Top Ten Tips for “Feeding on Demand”

  1. Get comfortable. The best way to increase milk production and all round satisfaction is to relax. Hahaha. Easier said than done when one is as tense and stressed as its possible to be. Use pillows to prop yourself up, lay the baby on them on your lap. Whatever it takes to try to be comfortable.
  2. Stick your nipple in till you think you’ll choke them. They work the milk in to the nipple by squeezing the ducts around it rather than the nipple itself so they need to get a good gobful. You won’t smother them with the rest of your boob as they’ll roll their head back and let go if they can’t breathe. They’d have to be trapped for their to be any problem.
  3. Keep them chomping at one boob for at least 10 minutes so they get the benefit of the ‘hindmilk’ which is fattier and more satisfying than the initial milk produced which is a thirstquencher.

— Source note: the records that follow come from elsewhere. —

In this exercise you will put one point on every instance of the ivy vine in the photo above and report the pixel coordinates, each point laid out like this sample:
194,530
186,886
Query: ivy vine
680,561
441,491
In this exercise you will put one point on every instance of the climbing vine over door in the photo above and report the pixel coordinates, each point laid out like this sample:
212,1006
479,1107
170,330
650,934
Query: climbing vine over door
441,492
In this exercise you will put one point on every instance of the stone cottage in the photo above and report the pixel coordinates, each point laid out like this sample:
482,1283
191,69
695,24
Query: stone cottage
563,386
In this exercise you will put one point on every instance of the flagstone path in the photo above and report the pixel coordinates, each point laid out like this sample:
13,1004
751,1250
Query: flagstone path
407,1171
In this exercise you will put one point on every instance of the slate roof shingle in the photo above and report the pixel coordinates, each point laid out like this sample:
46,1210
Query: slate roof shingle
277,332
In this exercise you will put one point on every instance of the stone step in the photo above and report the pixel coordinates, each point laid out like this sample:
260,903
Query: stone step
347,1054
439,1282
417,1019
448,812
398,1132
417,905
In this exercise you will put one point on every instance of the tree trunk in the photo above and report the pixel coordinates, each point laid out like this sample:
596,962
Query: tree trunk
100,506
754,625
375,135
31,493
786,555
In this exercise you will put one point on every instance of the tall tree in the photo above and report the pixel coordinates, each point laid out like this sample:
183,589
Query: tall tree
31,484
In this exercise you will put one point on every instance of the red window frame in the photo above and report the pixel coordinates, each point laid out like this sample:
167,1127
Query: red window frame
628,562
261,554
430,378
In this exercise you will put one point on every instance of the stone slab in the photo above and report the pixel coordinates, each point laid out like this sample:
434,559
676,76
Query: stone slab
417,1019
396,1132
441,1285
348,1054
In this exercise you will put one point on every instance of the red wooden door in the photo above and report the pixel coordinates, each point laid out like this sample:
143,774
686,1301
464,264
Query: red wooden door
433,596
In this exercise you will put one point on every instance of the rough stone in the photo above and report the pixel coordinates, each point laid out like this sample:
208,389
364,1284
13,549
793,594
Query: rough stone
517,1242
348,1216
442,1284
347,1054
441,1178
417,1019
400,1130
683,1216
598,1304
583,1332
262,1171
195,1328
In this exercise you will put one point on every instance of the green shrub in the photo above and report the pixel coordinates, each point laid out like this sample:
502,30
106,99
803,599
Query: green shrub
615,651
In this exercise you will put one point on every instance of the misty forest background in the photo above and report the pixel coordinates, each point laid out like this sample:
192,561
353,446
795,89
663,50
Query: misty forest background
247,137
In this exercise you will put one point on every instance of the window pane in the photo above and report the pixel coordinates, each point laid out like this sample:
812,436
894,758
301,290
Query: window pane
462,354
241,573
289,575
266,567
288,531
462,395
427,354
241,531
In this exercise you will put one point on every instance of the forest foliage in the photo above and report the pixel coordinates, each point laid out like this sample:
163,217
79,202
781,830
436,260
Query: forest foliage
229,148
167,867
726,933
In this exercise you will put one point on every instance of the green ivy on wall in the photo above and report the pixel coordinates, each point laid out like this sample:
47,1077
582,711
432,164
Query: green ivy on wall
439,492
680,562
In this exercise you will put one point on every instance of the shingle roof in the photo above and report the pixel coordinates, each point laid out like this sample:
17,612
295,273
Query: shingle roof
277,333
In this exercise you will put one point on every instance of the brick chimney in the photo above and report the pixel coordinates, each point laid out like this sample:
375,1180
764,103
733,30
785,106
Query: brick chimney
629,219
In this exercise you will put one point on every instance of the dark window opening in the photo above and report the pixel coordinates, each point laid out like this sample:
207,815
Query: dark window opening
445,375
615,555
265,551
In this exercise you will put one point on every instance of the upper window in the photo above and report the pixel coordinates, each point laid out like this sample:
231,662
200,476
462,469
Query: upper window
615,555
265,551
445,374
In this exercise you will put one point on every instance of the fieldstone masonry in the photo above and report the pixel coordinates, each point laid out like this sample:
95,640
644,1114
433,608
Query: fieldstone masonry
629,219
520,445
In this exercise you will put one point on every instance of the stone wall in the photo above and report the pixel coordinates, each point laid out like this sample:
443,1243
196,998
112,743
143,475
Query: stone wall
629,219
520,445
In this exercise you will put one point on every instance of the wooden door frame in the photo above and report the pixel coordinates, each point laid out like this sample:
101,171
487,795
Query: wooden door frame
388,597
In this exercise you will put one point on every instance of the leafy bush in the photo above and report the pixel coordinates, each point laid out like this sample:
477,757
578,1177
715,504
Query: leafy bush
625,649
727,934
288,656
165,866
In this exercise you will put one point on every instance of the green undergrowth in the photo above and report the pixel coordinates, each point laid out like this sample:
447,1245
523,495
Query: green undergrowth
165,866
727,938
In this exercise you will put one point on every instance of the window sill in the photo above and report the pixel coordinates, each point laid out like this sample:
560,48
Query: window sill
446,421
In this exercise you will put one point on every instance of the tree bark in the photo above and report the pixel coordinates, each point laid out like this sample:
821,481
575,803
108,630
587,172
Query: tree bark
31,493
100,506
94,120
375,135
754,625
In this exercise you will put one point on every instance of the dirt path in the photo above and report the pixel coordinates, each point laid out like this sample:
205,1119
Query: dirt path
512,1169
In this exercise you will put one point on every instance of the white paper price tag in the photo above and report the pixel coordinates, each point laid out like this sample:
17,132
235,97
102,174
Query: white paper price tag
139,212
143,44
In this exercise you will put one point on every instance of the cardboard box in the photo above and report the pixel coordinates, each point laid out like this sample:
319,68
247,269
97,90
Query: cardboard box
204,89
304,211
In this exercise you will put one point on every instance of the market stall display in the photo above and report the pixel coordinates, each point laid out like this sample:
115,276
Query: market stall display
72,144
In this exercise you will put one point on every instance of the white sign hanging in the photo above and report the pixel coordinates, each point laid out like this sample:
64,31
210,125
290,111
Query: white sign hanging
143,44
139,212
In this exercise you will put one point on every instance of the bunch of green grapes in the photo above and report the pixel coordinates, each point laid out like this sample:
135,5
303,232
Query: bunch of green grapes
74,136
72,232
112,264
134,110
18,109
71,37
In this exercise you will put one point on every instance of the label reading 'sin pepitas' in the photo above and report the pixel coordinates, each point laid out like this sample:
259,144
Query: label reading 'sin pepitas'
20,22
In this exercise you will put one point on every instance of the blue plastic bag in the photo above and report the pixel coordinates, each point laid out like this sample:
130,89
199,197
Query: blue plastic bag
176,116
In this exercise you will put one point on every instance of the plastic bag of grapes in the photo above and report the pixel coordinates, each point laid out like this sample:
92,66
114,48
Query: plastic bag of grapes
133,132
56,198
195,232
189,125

  4. Every squeak doesn’t mean they need feeding. Despite what all the baby books say, every time they cry doesn’t automatically mean they need feeding. It’s the only real noise they can make after all, so it’s used for everything. For hunger yes, but also for cold, heat, damp, need a poo, poked my own eye, just feeling grumpy, feeling tired, didn’t want to wake up yet, what’s happenin, and fancy a cuddle.
  5. Demand feeding allows you to make demands on the baby too – it’s not all about them having total control. So you can decide that you won’t feed more often than two hourly. Or three hourly. Or four. And that way when you do feed them they will be hungrier, suck harder, get more hindmilk and be more satisfied so sleep for longer between feeds.
  6. Some babies will always suck when given the chance. It doesn’t always mean they are hungry. they might be ‘comfort sucking’ – the equivalent of thumbsucking. they’re not interested in the milk as food, just the nipple, the warmth and the cuddle as a rather enjoyable experience. And who could blame them?
  7. Watching pap TV with your feet up and a cup of tea is actually working when you are breastfeeding as it increases milk production. The more you run around the less milk you make hence why babies are often most satisfied by their first feed of the day as it’s had  great hindmilk production overnight. Come late afternoon and mum is ragged from running about the milk is less gold top and more UHT. So don’t give yourself a hard time for watching daytime TV or reading crappy magazines – it helps.
  8. Don’t just pull baby off the breast – they have created a vacuum by sucking so hard and it will hurt like fuck if you do. So stick your finger in their mouth to ‘break the seal’ and then pull baby off.
  9. It does get easier. Sometimes my boobs would feel like they were literally going to burst and the relief of feeding was indescribable. These wild ups and downs of production do calm down with time.
  10. Getting up in the night is hard hard soul destroying stuff. Especially if, like me, you seem unable to put him back down in the cot without him bawling.  I had to learn point 4 the hard way – that every time he cried didn’t mean I had to pick him up and start again. It meant he’d rather liked where he was and didn’t fancy being on his own in the cot. Give him a few minutes with a hand on him and he would go off. Or hand him to hubby who would somehow make it miraculously happen.
  11. Don’t beat yourself up about your inadequacies. You’re tired and emotional. It’s bloody hard work. It’s relentless. But in a few weeks it will seem less poleaxing and things will start falling in to place and feeding will get easier and you will realise not having to sterilise bottles and all that crap is actually a blessing. Obviously if you have decided not to breast feed don’t beat yourself up over that either.